Make sure you put valid datas in your tables before database engine becomes confused.

class User(DBTable):
    name: str

User(name=123)
# quazy.exceptions.QuazyFieldTypeError: Field `name` in `User` has wrong type: 1 validation error for str
#  Input should be a valid string [type=string_type, input_value=123, input_type=int]

Asyncio support

Use benefits of concurrent coding right out of the box.

import asyncio
import random

from quazy import DBFactoryAsync, DBTable

class Product(DBTable):
    name: str
    price: float
    description: str = None


async def main():
    db = DBFactoryAsync.postgres("postgresql://quazy:quazy@127.0.0.1/quazy")
    db._debug_mode = True
    db.bind_module()

    await db.clear()
    await db.create()

    for i in range(100):
        await db.insert(Product(name=f'Product #{i + 1}', price=random.randint(1, 1000) / 100))

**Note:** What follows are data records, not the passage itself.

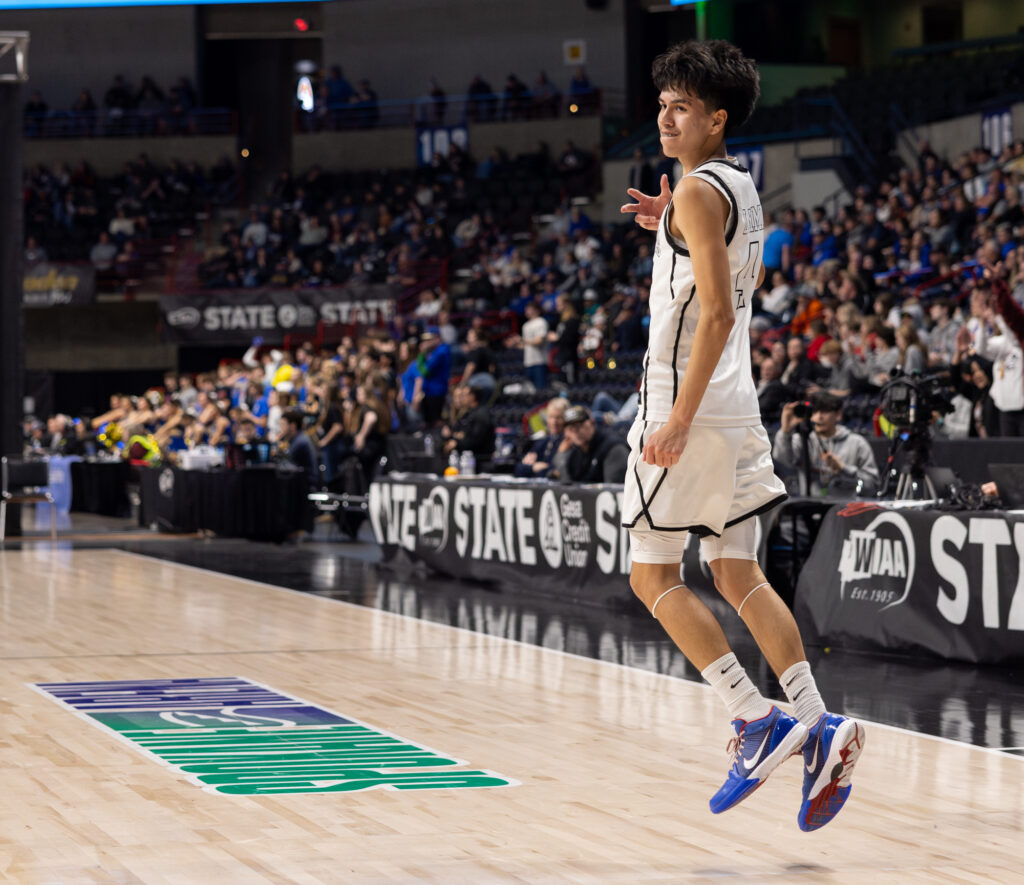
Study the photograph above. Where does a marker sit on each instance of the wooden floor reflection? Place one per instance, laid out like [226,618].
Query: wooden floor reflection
[613,765]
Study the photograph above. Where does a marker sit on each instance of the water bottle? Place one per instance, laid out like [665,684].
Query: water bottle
[453,468]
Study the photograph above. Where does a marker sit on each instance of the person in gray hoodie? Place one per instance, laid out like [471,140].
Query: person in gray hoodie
[841,463]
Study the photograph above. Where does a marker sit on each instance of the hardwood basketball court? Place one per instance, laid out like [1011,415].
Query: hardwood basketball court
[610,767]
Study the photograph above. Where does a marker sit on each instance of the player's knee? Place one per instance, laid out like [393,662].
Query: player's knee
[639,586]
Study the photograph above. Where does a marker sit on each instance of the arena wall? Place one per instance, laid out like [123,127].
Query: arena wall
[75,49]
[386,42]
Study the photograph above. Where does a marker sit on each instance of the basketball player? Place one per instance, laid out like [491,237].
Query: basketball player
[699,458]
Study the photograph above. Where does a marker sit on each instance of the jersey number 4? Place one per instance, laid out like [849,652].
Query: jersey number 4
[749,274]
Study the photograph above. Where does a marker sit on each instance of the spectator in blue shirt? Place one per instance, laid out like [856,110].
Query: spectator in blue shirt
[778,248]
[435,370]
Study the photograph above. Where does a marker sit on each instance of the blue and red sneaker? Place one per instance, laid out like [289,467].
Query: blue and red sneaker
[830,751]
[757,750]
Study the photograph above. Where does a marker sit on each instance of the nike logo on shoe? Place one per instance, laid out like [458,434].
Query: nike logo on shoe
[814,759]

    q = Product.query().filter(lambda x: x.price >= 5)
    print("Total amount:", await q.fetch_count())
    print("Average price:", await q.fetch_avg("price"))
    print("Products:")
    async for x in q:
        print(x.name, "->", x.price)

if __name__ == "__main__":
    asyncio.run(main())

Note

SQLite support

To run SQLite connection in async mode please install aiosqlite module.